Abstract 15522: Physician-Level Barriers to the Incorporation of Individualized Risk Estimates in Medical Decision Making: Man Versus Machine
Background: Bleeding and restenosis after percutaneous coronary intervention are both predictable and modifiable. However, evidence suggests that patients’ risk of bleeding or restenosis has little impact on clinical decision making. PRISM is a tool that generates and deploys individualized, validated risk estimates at the point of care. The present study sought to understand barriers to the use of risk estimates in interventional cardiologists’ (ICs) treatment decisions for patients undergoing percutaneous coronary intervention (PCI) from 8 U.S. hospitals where PRISM was recently implemented.
Methods: A multidisciplinary team conducted a qualitative descriptive study between July 2011 and Feb 2012. ICs were invited (n=57) and 27 interviewed either in-person (n=5) or via telephone (n=22). Three were IC fellows; 2 were female. The average years of interventional experience was 13 (0.5 - 30) years. All interviews were recorded (mean 26 min), transcribed verbatim and then were coded using descriptive content analyses until thematic saturation occurred.

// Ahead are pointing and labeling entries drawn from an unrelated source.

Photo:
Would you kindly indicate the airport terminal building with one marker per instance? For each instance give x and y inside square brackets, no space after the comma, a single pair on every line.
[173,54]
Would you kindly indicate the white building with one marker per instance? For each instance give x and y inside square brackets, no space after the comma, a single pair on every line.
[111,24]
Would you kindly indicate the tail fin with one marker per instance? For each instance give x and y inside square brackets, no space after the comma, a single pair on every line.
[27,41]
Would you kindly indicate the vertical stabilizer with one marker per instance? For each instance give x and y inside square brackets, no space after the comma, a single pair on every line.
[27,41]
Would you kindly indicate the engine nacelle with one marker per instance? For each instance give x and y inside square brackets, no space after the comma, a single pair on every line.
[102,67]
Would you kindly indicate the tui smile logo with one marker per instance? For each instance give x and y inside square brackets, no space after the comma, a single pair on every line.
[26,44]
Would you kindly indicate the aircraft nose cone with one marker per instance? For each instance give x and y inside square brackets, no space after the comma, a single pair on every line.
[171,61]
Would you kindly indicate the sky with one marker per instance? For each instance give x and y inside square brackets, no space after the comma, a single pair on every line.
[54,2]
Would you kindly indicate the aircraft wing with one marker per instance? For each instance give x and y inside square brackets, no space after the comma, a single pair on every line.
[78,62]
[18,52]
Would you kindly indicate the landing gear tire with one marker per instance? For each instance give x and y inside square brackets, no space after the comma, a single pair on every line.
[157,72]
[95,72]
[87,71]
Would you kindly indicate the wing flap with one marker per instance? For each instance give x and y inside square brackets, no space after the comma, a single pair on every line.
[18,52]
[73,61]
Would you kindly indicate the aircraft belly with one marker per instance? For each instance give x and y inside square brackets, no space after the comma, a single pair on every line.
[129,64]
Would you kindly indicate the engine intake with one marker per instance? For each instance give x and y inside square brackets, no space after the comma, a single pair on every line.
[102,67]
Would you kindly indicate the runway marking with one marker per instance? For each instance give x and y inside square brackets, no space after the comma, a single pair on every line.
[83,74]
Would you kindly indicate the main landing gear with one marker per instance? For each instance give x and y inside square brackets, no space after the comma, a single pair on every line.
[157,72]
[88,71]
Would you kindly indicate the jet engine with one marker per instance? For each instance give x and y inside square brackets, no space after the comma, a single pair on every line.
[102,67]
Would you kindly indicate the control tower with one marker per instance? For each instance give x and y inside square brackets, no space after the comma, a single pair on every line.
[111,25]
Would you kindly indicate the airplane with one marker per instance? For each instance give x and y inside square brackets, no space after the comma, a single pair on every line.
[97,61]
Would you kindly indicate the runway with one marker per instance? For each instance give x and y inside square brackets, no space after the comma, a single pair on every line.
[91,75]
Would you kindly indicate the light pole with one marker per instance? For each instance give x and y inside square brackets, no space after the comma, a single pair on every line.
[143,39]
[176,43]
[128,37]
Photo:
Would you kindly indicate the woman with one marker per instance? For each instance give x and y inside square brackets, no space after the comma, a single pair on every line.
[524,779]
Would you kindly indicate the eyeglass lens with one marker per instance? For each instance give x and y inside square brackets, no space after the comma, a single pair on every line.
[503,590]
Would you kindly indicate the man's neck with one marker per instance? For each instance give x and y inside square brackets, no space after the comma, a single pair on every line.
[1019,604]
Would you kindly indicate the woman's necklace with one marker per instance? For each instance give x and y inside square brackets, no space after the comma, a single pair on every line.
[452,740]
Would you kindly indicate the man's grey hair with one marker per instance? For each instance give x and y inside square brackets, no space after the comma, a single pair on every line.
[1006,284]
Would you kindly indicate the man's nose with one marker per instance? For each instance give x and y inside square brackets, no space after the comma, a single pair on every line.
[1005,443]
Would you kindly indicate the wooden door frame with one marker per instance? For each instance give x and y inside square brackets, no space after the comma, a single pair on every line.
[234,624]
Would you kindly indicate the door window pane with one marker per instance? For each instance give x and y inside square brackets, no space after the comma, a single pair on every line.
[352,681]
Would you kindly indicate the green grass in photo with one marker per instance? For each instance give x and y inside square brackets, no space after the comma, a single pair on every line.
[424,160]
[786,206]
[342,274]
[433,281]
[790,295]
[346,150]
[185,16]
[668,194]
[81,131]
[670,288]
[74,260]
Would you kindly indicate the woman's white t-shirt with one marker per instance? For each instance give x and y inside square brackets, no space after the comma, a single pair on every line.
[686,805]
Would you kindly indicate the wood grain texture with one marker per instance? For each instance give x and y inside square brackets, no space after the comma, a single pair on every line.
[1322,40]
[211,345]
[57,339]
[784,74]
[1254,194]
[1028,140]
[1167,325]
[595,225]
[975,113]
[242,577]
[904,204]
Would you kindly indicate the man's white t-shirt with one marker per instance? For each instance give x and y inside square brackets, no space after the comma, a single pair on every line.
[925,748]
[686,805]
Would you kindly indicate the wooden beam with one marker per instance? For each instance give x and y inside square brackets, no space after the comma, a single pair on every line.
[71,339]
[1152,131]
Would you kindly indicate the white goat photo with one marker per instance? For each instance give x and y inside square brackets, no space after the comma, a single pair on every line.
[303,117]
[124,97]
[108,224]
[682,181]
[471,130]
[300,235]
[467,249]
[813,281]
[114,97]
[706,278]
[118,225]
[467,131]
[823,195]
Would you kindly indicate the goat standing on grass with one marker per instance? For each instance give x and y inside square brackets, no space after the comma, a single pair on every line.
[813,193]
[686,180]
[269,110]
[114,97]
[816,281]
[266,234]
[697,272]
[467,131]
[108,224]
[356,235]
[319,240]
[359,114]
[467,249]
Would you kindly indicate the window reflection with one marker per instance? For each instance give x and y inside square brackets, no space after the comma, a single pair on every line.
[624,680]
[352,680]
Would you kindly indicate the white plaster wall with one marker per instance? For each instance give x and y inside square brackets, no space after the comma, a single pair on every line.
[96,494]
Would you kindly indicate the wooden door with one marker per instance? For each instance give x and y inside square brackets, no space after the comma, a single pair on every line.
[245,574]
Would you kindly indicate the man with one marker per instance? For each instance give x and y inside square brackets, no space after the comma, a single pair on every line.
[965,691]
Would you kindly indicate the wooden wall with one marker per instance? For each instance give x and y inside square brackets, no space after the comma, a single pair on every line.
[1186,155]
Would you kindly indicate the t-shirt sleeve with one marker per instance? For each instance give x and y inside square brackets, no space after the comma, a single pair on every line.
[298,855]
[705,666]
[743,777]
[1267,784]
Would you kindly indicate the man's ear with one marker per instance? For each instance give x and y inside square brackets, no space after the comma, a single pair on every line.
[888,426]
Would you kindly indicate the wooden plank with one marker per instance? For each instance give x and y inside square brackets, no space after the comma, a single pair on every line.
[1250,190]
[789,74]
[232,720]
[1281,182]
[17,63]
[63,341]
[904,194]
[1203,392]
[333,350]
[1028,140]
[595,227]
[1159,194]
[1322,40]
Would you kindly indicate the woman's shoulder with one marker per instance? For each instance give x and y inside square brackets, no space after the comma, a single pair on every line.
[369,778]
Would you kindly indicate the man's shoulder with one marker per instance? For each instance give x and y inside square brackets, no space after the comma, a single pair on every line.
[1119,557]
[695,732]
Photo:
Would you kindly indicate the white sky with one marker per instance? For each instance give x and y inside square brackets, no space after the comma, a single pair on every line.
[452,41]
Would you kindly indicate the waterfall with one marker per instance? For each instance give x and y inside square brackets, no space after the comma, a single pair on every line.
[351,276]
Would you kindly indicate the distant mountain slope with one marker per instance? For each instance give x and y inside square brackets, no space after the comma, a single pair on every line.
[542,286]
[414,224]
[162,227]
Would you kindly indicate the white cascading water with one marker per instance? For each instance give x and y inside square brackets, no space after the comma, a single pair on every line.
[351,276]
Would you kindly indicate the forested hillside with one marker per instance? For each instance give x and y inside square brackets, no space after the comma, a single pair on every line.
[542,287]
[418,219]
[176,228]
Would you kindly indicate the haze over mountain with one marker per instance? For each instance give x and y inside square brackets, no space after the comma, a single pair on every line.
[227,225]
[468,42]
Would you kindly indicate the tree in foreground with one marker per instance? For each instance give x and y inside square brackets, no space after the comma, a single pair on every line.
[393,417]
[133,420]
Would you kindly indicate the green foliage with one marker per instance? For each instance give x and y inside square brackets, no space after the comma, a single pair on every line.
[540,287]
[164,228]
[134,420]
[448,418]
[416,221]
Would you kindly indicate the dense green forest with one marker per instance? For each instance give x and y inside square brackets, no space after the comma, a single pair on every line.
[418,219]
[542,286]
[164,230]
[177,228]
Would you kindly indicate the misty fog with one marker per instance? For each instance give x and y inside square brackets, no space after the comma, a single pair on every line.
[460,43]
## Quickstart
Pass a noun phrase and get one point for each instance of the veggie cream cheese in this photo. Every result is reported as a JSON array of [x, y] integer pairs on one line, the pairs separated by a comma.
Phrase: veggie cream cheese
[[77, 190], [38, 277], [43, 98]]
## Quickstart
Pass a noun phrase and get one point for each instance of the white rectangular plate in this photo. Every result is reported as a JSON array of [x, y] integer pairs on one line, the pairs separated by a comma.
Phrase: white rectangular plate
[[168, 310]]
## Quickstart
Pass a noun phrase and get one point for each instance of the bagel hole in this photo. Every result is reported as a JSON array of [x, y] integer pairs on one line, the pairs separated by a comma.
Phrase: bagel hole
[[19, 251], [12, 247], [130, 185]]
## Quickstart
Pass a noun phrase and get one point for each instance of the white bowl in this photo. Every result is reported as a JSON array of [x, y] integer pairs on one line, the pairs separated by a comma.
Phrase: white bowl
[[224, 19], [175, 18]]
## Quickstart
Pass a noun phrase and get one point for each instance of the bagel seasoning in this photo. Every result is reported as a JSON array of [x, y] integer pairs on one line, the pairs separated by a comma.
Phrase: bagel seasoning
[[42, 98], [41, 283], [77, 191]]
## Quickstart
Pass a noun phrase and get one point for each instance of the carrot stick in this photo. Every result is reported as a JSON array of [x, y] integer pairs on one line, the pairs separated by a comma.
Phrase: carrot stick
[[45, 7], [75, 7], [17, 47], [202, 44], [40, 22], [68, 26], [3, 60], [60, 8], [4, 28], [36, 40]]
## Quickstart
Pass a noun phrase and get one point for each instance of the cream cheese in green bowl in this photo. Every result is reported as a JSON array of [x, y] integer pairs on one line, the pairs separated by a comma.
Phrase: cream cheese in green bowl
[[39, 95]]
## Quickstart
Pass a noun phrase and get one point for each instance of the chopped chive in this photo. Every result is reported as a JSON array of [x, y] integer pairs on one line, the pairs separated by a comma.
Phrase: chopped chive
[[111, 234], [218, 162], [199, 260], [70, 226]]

Results: The majority of ICs were not apt to rely on PRISM as a physician decision making tool. For those who didn’t, a main theme was “man versus machine,” in that the IC relied on personal experience rather than the risk estimates generated by PRISM. Three subthemes also emerged: 1. Attribution to ego, “Some physicians think that they’ve been doing this for years and years and years and they don’t need someone else’s tool to help them explain to the patient what they think is important.” (IC#42-20; 24 years experience) 2. Judgments about competence, “These numbers are more clung to by the insecure or the inexperienced looking for justification of doing x rather than y.” (IC#44-23; 30 years experience) 3. Unrecognized value, “The typical phrase you hear from operators is that I already know that information. That information is already in my head.” (IC#04-06; 2 years experience)
Conclusion: ICs rely on subjective assessments, and their treatment decisions hinge on recall and experience, rather than objective risk estimates. Overcoming these barriers is necessary to integrate individualized risk estimates into medical decision making to provide safer, more evidence-based and more cost-effective care.
- © 2012 by American Heart Association, Inc.